FATAL CONSEQUENCES
It was nearly two hours before day-break; that time which in the autumn of
the year, may be truly called the dead of night; when the streets are silent and
deserted; when even sounds appear to slumber, and profligacy and riot have
staggered home to dream; it was at this still and silent hour, that Fagin sat
watching in his old lair, with face so distorted and pale, and eyes so red and
blood-shot, that he looked less like a man, than like some hideous phantom,
moist from the grave, and worried by an evil spirit.
He sat crouching over a cold hearth, wrapped in an old torn coverlet, with
his face turned towards a wasting candle that stood upon a table by his side.
His right hand was raised to his lips, and as, absorbed in thought, he hit his
long black nails, he disclosed among his toothless gums a few such fangs as
should have been a dog's or rat's.
Stretched upon a mattress on the floor, lay Noah Claypole, fast asleep.
Towards him the old man sometimes directed his eyes for an instant, and then
brought them back again to the candle; which with a long-burnt wick drooping
almost double, and hot grease falling down in clots upon the table, plainly
showed that his thoughts were busy elsewhere.
Indeed they were. Mortification at the overthrow of his notable scheme;
hatred of the girl who had dared to palter with strangers; and utter distrust of
the sincerity of her refusal to yield him up; bitter disappointment at the loss
of his revenge on Sikes; the fear of detection, and ruin, and death; and a
fierce and deadly rage kindled by all; these were the passionate considerations
which, following close upon each other with rapid and ceaseless whirl, shot
through the brain of Fagin, as every evil thought and blackest purpose lay
working at his heart.
He sat without changing his attitude in the least, or appearing to tkae the
smallest heed of time, until his quick ear seemed to be attracted by a footstep
in the street.
'At last,' he muttered, wiping his dry and fevered mouth. 'At last!'
The bell rang gently as he spoke. He crept upstairs to the door, and
presently returned accompanied by a man muffled to the chin, who carried a
bundle under one arm. Sitting down and throwing back his outer coat, the man
displayed the burly frame of Sikes.
'There!' he said, laying the bundle on the table. 'Take care of that, and do
the most you can with it. It's been trouble enough to get; I thought I should
have been here, three hours ago.'
Fagin laid his hand upon the bundle, and locking it in the cupboard, sat down
again without speaking. But he did not take his eyes off the robber, for an
instant, during this action; and now that they sat over against each other, face
to face, he looked fixedly at him, with his lips quivering so violently, and his
face so altered by the emotions which had mastered him, that the housebreaker
involuntarily drew back his chair, and surveyed him with a look of real
affright.
'Wot now?' cried Sikes. 'Wot do you look at a man so for?'
Fagin raised his right hand, and shook his trembling forefinger in the air;
but his passion was so great, that the power of speech was for the moment gone.
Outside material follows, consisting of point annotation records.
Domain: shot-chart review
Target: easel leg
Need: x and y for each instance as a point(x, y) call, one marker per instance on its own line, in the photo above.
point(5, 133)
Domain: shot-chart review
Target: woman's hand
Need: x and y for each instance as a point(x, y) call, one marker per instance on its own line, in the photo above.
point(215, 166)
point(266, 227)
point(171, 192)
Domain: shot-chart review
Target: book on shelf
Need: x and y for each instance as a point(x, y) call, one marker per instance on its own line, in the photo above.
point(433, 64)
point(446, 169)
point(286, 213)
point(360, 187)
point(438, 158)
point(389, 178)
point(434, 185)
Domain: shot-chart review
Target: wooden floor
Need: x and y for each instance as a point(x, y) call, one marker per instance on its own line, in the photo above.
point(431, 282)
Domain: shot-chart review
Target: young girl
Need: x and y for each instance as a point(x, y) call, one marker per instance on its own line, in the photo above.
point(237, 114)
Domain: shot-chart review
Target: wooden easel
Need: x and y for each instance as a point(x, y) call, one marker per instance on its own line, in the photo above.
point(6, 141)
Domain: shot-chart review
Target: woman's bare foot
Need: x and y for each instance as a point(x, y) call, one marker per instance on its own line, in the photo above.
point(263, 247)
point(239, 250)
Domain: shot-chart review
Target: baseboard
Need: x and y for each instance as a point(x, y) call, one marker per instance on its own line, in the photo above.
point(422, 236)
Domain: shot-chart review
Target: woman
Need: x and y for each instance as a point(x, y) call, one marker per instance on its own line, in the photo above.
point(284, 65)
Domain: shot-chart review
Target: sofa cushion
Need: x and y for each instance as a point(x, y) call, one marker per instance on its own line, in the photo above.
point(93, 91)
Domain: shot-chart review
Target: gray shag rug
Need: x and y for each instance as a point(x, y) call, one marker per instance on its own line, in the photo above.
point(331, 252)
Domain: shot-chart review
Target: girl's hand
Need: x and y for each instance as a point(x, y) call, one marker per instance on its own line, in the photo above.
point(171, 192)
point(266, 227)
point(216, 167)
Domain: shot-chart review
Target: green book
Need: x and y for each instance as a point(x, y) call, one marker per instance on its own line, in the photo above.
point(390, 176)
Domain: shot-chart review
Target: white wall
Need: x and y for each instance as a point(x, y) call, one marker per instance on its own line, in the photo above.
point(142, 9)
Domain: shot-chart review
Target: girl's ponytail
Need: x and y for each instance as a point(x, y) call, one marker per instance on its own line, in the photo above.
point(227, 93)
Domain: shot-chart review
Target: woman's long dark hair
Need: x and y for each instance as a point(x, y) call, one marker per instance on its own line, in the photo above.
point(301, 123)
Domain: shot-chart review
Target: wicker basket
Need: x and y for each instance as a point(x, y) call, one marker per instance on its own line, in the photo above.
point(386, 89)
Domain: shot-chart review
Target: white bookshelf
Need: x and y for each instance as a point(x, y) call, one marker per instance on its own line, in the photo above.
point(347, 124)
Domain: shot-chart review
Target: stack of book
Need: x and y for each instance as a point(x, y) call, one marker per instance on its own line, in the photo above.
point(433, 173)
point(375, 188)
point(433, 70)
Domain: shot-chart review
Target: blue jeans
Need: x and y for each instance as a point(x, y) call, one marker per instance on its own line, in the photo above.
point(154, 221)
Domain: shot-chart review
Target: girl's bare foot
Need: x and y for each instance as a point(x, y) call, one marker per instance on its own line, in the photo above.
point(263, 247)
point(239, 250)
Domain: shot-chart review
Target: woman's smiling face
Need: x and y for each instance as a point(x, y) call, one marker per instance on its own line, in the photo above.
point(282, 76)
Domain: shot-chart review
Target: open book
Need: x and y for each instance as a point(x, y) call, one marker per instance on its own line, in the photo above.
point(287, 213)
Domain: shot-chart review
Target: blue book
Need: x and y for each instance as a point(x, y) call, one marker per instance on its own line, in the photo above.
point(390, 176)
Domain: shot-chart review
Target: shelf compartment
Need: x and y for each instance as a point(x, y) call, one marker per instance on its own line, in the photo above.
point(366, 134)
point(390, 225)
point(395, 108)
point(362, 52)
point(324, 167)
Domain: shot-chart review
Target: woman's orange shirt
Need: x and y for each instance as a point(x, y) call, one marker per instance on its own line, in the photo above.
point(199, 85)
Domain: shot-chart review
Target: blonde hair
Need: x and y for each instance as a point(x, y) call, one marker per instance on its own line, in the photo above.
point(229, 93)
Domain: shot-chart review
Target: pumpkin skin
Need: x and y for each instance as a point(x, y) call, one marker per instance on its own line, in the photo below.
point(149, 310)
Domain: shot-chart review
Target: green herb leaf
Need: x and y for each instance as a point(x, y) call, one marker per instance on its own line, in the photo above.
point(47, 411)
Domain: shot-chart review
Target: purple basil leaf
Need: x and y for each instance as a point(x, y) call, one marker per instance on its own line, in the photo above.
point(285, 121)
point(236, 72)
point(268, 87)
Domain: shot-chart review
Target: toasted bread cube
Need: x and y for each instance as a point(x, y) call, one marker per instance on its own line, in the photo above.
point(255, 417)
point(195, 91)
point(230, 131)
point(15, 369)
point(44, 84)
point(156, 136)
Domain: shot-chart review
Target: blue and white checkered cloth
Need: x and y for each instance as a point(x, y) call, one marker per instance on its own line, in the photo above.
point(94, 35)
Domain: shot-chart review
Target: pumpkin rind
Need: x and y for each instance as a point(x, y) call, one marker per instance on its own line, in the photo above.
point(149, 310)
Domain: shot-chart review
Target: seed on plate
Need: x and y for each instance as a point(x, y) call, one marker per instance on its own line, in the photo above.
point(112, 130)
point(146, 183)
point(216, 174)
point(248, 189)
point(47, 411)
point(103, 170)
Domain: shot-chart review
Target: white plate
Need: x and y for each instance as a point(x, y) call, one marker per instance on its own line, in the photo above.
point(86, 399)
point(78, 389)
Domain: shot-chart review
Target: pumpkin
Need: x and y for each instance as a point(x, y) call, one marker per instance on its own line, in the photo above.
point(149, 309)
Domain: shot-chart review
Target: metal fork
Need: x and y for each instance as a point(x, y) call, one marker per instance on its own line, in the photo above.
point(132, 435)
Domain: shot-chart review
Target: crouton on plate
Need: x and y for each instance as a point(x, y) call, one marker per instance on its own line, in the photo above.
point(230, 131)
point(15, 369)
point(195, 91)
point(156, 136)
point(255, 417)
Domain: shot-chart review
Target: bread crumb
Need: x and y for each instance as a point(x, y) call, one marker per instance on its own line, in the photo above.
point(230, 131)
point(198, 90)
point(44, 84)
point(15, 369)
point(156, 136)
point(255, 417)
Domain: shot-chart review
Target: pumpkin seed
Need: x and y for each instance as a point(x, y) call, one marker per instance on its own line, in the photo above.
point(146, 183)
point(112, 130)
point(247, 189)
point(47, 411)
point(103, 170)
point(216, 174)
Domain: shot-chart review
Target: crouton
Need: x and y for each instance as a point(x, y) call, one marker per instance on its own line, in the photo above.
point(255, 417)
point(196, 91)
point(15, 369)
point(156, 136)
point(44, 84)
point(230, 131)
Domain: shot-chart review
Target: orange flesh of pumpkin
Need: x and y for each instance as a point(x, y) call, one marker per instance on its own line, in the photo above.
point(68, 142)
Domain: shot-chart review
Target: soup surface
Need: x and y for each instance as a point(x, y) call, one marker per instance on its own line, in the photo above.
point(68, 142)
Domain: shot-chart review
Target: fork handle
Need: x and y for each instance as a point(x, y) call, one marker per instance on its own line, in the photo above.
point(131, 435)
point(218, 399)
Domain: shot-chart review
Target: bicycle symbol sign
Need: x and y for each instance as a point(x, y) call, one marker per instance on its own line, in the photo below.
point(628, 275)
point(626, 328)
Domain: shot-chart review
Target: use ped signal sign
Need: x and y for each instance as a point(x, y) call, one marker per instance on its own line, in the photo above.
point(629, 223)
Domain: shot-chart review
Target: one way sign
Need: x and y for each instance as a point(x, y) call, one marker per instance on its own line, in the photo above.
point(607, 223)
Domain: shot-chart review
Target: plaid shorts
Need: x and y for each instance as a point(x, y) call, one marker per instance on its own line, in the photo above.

'Damme!' said Sikes, feeling in his breast with a look of alarm. 'He's gone
mad. I must look to myself here.'
'No, no,' rejoined Fagin, finding his voice. 'It's not--you're not the
person, Bill. I've no--no fault to find with you.'
'Oh, you haven't, haven't you?' said Sikes, looking sternly at him, and
ostentatiously passing a pistol into a more convenient pocket. 'That's
lucky--for one of us. Which one that is, don't matter.'
'I've got that to tell you, Bill,' said Fagin, drawing his chair nearer,
'will make you worse than me.'
'Aye?' returned the robber with an incredulous air. 'Tell away! Look sharp,
or Nance will think I'm lost.'
'Lost!' cried Fagin. 'She has pretty well settled that, in her own mind,
already.'
Sikes looked with an aspect of great perplexity into the Jew's face, and
reading no satisfactory explanation of the riddle there, clenched his coat
collar in his huge hand and shook him soundly.
'Speak, will you!' he said; 'or if you don't, it shall be for want of breath.
Open your mouth and say wot you've got to say in plain words. Out with it, you
thundering old cur, out with it!'
'Suppose that lad that's laying there--' Fagin began.
Sikes turned round to where Noah was sleeping, as if he had not previously
observed him. 'Well!' he said, resuming his former position.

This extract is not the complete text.